Showing posts with label Belgium. Show all posts
Showing posts with label Belgium. Show all posts

Monday, 11 March 2019

On a visit to a brewery

The space/place/location is where we imagine ourselves living; imagine ourselves being part of, imagine how each morning we will look out of the window and reimagine how the day will go — the aroma of the wood smoke awakens within memories of a place that we didn’t really visit, but we feel that somewhere in our lives we were there. We mourned for the dog hit by the car, we scowled at the cat and imagined its role in our lives; we drank the beer our employees, whose names we know, but whose names we don’t really know, make, the beers that they package, the recipes they devise; we belonged and yet we didn’t. The land across which we looked towards the small white-washed chapel is not ours, the land in which the brewery is placed is not ours, but yet we feel for that one sparkling sunny Monday morning that we are part of it. We drink the saison, the dubbel, the farmhouse IPA, the wood-aged noir and we know and bask in the nuances and nourishment of the beer inside these sturdy bottles.

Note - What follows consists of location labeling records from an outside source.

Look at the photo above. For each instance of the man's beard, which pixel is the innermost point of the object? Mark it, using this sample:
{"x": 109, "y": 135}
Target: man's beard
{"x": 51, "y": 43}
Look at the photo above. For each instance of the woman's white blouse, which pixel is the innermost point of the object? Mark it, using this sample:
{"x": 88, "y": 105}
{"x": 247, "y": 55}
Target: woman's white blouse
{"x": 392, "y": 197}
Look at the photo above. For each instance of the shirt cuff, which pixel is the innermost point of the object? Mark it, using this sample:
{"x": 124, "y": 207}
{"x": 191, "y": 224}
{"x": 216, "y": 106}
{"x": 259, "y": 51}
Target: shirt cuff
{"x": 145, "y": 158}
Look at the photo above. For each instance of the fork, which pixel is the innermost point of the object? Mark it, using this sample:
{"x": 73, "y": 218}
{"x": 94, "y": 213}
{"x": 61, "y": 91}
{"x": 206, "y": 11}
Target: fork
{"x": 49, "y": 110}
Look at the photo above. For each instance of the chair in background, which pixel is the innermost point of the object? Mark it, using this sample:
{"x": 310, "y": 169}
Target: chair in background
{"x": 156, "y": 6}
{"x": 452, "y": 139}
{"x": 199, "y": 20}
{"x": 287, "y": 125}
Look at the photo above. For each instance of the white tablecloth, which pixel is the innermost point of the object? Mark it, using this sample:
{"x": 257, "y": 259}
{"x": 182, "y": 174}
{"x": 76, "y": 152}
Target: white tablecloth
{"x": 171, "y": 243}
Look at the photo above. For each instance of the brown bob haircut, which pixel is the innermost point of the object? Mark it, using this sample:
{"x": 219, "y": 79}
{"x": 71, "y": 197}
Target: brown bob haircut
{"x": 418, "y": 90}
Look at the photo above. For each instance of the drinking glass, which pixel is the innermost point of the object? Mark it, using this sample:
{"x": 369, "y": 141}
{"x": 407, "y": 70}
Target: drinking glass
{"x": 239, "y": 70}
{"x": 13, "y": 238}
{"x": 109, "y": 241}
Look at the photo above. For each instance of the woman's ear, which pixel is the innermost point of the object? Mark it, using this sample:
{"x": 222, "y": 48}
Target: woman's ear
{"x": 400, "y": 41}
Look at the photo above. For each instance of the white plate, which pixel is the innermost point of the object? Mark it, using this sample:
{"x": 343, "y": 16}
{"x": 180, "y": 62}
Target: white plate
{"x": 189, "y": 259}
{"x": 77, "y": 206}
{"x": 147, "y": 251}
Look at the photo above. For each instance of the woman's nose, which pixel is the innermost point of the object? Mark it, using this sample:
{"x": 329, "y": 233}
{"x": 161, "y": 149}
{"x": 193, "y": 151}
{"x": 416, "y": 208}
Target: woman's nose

We feel and field the flinty vinous notes, the shades of vanilla and coconut, the bitterness and the dryness and chocolate and coffee and dried fruit and wood and we grasp the nature of this brewery to which we feel for that brief morning in the middle of Ohio we felt we belonged to (and as we leave the brewery a fleet of empty yellow school buses trail along the road going from who knows where to god knows where, it was that kind of morning). 

Tuesday, 16 June 2015

God knows when I first drank a saison

God knows when I first drank a saison, sometime in the early 1990s perhaps, maybe after reading Michael Jackson and thinking that the beer he described was rather interesting; at the time I was drinking wine (as well as beer) and also thinking about the wine I was drinking and I wanted to do the same with beer.

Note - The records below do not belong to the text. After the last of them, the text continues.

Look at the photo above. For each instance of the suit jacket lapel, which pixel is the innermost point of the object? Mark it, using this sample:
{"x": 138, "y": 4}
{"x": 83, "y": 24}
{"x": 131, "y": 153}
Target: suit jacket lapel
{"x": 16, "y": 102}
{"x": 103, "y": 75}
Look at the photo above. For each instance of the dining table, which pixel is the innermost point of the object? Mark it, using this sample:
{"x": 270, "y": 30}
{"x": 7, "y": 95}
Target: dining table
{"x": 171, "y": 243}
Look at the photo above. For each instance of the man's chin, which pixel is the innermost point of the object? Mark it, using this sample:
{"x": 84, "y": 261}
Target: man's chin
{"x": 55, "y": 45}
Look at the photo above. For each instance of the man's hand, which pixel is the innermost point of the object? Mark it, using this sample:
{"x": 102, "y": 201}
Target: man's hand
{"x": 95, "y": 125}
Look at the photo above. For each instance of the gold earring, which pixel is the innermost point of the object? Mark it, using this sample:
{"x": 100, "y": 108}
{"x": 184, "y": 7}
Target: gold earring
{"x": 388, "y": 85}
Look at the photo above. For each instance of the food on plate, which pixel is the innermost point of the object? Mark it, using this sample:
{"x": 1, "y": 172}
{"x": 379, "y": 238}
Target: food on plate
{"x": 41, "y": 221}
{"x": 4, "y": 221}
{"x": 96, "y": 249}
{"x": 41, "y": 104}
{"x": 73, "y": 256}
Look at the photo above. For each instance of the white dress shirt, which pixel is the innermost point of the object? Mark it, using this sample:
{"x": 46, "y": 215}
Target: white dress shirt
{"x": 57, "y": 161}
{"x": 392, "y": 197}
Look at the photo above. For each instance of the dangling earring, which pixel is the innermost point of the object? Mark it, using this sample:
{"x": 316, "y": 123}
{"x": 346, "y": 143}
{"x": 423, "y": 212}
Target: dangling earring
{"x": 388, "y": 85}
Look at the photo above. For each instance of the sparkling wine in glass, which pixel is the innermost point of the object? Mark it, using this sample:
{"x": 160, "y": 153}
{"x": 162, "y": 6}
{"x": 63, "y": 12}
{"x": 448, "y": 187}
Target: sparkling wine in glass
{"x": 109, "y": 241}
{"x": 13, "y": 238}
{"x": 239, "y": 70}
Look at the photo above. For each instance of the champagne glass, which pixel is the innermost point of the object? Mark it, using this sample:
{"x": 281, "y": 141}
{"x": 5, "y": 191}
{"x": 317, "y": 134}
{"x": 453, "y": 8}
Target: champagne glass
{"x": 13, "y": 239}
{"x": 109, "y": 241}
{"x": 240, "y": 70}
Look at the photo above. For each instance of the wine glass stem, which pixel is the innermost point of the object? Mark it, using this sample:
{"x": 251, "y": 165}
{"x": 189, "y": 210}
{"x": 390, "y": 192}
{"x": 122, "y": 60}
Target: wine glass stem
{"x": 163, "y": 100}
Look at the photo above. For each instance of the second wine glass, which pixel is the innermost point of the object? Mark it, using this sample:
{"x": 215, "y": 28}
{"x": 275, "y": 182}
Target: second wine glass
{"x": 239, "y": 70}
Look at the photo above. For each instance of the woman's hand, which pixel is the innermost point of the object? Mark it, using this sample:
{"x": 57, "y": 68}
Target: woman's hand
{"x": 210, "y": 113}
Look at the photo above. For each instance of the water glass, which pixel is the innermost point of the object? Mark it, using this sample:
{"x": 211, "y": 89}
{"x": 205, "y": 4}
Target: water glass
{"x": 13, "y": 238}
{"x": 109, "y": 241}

The first beers I really thought about were Bavarian Weizen (back in 1988 they were a revelation and I can still pour a bottle into a glass super quick as was shown to me by a barman in an Eindhoven pub then), but Belgium followed — there was a deli in Stoke Newington in 1992, which is where I then lived, that sold Delirium Tremens, and of course there was Belgo, whose Camden branch was very close to where I worked.

In 2005 I co-organised a British Guild of Beer Writers trip to Wallonia that included visits to Silly, Lefebvre, Du Bocq and Cantillon (my second, I was first there in 1996). I do remember being excited about Silly Saison but several years later when I wrote a piece on saison for All AboutBeer I thought it had become much sweeter. 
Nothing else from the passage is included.